Presently, in pg-promise I am wrapping every alias in double-quotes, to play it safe. I am looking to make the output SQL neater and shorter, if possible.

And I am divided which approach is the best -

  • to use a regular expression, somehow
  • to do a direct algorithm with strings
  • not to change it at all, if there are reasons for that

Basically, I am looking to improve function as.alias, if possible, not to wrap aliases into double quotes when it is not needed.


What have I tried so far...

I thought at first to do it only for the 99% of all cases - not to add double-quotes when your alias is the most typical one, just a simple word:

function skipQuotes(alias) {
    const m = alias.match(/[A-Z]+|[a-z]+/);
    return m && m[0] === alias;
}

This only checks it is a single word that uses either upper or lower case, but not the combination.


SOLUTION

Following the answer, I ended up with implementation that should cover 99% of all practical use cases, which is what I was trying to achieve:

const m = alias.match(/[a-z_][a-z0-9_$]*|[A-Z_][A-Z0-9_$]*/);
if (m && m[0] === alias) {
    // double quotes will be skipped
} else {
    // double quotes will be added
}

i.e. the surrounding double quotes are not added when the alias uses a simple syntax:

  • it is a same-case single word, without spaces
  • it can contain underscores, and can start with one
  • it can contain digits and $, but cannot start with those

Solution

  • Removing double quotes is admirable -- it definitely makes queries easier to read. The rules are pretty simple. A "valid" identifier consists of:

    • Letters (including diacritical marks), numbers, underscore, and dollar sign.
    • Starts with a letter (including diacriticals) or underscore.
    • Is not a reserved word.

    (I think I have this summarized correctly. The real rules are in the documentation.)

    The first two are readily implemented using regular expressions. The last probably wants a reference table for lookup (and the list varies by Postgres release -- although less than you might imagine).

    Otherwise, the identifier needs to be surrounded by escape characters. Postgres uses double quotes (which is ANSI standard).
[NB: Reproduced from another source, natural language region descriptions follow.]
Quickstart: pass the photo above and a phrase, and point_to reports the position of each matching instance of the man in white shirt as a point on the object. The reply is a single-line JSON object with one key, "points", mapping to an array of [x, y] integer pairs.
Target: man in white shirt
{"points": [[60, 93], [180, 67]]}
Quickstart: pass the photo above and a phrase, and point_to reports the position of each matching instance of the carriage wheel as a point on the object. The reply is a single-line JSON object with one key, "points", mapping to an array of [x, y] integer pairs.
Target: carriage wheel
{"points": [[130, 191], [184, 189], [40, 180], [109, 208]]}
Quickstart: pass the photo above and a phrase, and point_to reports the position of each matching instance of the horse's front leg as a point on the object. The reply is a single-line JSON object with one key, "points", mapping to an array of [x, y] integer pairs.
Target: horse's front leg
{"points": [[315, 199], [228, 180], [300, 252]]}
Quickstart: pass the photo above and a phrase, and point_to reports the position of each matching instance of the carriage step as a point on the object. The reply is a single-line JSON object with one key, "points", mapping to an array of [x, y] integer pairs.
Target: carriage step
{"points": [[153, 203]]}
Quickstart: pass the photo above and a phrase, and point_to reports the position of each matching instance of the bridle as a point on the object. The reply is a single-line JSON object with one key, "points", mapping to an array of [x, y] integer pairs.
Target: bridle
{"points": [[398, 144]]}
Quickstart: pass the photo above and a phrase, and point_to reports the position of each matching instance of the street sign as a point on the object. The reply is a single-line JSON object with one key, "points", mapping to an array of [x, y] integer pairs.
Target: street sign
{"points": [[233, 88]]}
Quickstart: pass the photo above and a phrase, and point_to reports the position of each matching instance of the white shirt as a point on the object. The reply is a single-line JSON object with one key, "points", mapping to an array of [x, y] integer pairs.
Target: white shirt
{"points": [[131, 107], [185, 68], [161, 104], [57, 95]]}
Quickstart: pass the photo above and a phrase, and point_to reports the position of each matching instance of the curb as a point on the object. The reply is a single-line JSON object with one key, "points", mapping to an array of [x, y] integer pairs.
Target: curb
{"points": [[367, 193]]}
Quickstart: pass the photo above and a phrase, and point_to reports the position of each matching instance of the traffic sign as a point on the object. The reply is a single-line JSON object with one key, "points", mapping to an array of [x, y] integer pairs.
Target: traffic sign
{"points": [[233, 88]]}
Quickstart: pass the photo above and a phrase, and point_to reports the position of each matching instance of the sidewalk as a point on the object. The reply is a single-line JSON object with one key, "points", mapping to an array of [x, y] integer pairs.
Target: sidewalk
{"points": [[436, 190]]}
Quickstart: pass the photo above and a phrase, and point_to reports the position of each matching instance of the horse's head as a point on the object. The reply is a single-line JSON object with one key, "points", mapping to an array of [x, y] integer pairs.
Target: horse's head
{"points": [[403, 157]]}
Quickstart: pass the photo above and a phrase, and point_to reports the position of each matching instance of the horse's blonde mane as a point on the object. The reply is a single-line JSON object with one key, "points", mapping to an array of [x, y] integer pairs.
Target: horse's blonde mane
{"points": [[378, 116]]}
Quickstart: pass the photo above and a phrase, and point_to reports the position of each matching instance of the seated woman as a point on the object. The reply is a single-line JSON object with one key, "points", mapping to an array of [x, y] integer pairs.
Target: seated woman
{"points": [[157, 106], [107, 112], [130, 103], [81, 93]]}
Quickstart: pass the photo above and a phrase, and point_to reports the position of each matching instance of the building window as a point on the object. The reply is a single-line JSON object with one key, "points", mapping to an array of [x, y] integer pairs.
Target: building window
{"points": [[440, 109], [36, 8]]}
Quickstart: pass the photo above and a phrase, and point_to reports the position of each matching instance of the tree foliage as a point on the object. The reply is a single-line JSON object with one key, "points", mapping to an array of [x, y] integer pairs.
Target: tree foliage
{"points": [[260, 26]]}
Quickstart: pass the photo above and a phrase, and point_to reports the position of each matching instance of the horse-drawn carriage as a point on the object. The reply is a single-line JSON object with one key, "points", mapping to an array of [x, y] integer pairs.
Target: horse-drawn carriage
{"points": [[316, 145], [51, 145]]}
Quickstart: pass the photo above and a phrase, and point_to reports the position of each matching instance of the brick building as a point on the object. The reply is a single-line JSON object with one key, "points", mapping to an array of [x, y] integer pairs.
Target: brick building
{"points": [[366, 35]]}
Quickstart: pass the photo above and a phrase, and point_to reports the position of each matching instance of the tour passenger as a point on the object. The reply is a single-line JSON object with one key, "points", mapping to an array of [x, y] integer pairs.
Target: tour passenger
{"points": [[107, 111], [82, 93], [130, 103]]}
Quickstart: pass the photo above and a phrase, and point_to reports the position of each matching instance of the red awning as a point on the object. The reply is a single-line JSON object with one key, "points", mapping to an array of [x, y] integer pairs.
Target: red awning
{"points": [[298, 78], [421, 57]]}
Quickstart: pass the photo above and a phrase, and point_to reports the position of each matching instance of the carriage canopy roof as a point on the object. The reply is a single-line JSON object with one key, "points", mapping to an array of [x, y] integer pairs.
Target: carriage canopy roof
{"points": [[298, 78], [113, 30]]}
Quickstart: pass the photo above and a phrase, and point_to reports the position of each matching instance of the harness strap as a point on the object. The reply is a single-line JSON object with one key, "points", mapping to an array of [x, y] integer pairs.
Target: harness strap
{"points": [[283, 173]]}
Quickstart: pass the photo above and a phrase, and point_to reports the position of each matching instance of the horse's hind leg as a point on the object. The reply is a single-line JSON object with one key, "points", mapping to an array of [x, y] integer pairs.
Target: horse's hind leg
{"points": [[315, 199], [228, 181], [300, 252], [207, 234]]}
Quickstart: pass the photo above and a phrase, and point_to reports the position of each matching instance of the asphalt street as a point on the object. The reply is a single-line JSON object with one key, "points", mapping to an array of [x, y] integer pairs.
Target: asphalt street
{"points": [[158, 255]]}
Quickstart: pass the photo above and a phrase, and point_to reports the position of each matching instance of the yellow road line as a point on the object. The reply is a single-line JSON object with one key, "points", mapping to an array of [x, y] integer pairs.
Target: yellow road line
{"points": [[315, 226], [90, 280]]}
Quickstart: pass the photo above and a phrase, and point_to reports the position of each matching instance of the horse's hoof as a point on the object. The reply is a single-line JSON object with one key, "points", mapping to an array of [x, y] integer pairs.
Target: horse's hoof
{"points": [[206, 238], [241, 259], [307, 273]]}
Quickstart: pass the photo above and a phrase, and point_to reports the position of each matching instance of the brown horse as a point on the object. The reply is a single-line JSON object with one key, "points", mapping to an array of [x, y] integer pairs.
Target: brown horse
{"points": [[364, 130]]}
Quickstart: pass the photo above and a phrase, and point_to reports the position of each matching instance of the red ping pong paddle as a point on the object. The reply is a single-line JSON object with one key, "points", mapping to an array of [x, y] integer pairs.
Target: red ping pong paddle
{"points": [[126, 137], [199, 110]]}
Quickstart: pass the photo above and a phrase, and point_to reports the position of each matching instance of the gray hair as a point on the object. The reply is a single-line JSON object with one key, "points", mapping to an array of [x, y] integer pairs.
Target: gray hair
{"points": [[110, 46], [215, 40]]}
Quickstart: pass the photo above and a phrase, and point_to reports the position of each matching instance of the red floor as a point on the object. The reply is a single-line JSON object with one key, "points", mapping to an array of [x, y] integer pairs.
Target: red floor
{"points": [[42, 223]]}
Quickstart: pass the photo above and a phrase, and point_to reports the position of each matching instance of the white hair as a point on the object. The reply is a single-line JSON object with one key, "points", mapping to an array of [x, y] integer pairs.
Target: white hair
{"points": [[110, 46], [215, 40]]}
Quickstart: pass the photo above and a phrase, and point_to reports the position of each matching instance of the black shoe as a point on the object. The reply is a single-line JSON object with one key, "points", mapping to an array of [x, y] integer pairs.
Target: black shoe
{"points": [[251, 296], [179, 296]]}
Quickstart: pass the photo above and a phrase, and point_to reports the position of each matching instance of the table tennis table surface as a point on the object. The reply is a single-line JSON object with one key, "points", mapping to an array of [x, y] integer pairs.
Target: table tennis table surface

    One reason you may want to do this is because Postgres converts identifiers to lower case for comparison. So, the following works fine:

    select xa, Xa, xA, "xa"
    from (select 1 as Xa) y
    

    However, this does not work:

    select Xa
    from (select 1 as "Xa") y
    

    Nor does:

    select "Xa"
    from (select 1 as Xa) y
    

    In fact, there is no way to get refer to "Xa" without using quotes (at least none that I can readily think of).

    Enforcing the discipline of exact matches can be a good thing or a bad thing. I find that one discipline too many: I admit to often ignoring case when writing "casual" code; it is just simpler to type without capitalization (or using double quotes). For more formal code, I try to be consistent.

    On the other hand, the rules do allow:

    select "Xa", "aX", ax
    from (select 1 as "Xa", 2 as "aX", 3 as AX) y
    

    (This returns 1, 2, 3.)

    This is a naming convention that I would be happy if it were not allowed.